An automated access review pipeline built on AWS that turns IAM control checks into auditor-ready output on a weekly cadence, with no human in the loop.
Manual access reviews are one of the most consistently failed controls in SOC 2 and ISO 27001 audits. Not because teams don't understand the requirement, but because the process is time-consuming, inconsistent, and easy to defer under audit pressure. When it does happen, the output is often a spreadsheet someone assembled the night before the assessment.
The goal was a system that runs without human intervention, checks the controls that actually matter, and produces a timestamped, self-contained report that lands in S3 automatically — something an auditor can open and act on.
Architecture Decision
02
The serverless choice was a GRC-informed infrastructure decision. Every component was chosen because it reduces audit surface, not just operational overhead.
// no server
Zero Patch Surface
No EC2 to patch, harden, or monitor. Lambda eliminates an entire class of infrastructure findings before an auditor ever looks.
// eventbridge
Auditable Cadence
Weekly trigger runs on schedule, every time, with a CloudWatch execution log. The cadence itself becomes audit evidence.
// s3 output
Immutable Evidence Trail
Reports land as access-review-YYYYMMDD.html — timestamped, versioned, retrievable by auditors without any system access.
// bedrock
AI Executive Summary
Narrative module translates raw IAM findings into business-readable risk language. Bridges technical output to GRC-consumable evidence.
// system architecture
What the System Checks
03
Each finding source maps to a specific compliance risk. The system checks the controls auditors actually test for.
iam_findings.py
IAM Identity Hygiene
Flags stale accounts (90+ days inactive), admin users missing MFA, and IAM users without manager tags. Maps to SOC 2 CC6.1 · ISO 27001 A.9 · NIST 800-53 AC-2.
access_analyzer.py
External Resource Exposure
Surfaces cross-account trust relationships, publicly accessible S3 buckets, and resource policies granting access outside the account boundary. Maps to NIST 800-53 AC-3 · PCI-DSS 7.2 · CMMC AC.L2-3.1.3.
security_hub.py
Active IAM Control Failures (IAM.1–IAM.9)

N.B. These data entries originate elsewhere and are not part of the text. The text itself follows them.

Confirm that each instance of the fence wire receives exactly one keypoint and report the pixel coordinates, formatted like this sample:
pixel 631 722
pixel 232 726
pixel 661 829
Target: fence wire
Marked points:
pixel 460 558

Pulls all FAILED findings for nine AWS Security Hub IAM controls — root MFA, password policy, unused credentials, access key rotation — pre-mapped to NIST 800-53 and PCI-DSS. Maps to NIST 800-53 IA-2 · IA-5 · PCI-DSS 8.x · CMMC IA.L2.
The Output
04
The report module generates a self-contained HTML file — no external dependencies, no server required. An auditor opens it directly from S3 or downloads it offline. The narrative module generates an AI-written executive summary via Bedrock, translating raw findings into business-readable risk language.
// generated HTML report — auditor-ready, no console login required
Frameworks Addressed
05
SOC 2
CC6.1, CC6.2, CC6.3 — logical access controls, user provisioning
ISO 27001
A.9 Access Control — user access management and responsibilities
Requirements 7 and 8 — restrict access, identify and authenticate
CMMC Level 2
AC.L2-3.1.1 through 3.1.3, IA.L2-3.5.3 — access control and MFA
CMMC Level 3
Extended access control mapping to NIST 800-172 requirements
Demo Mode
06
The deployed portfolio version runs with DEMO_MODE=true — generates realistic synthetic findings without pulling live IAM data from a real AWS account. Choosing to demo safely rather than expose live IAM data is itself a security judgment call.
28 tests pass across all six modules — each finding source tested against mock boto3 responses so the pipeline catches regressions before they produce a silently incorrect compliance report. A compliance report with a silent bug is worse than no report — it generates false confidence.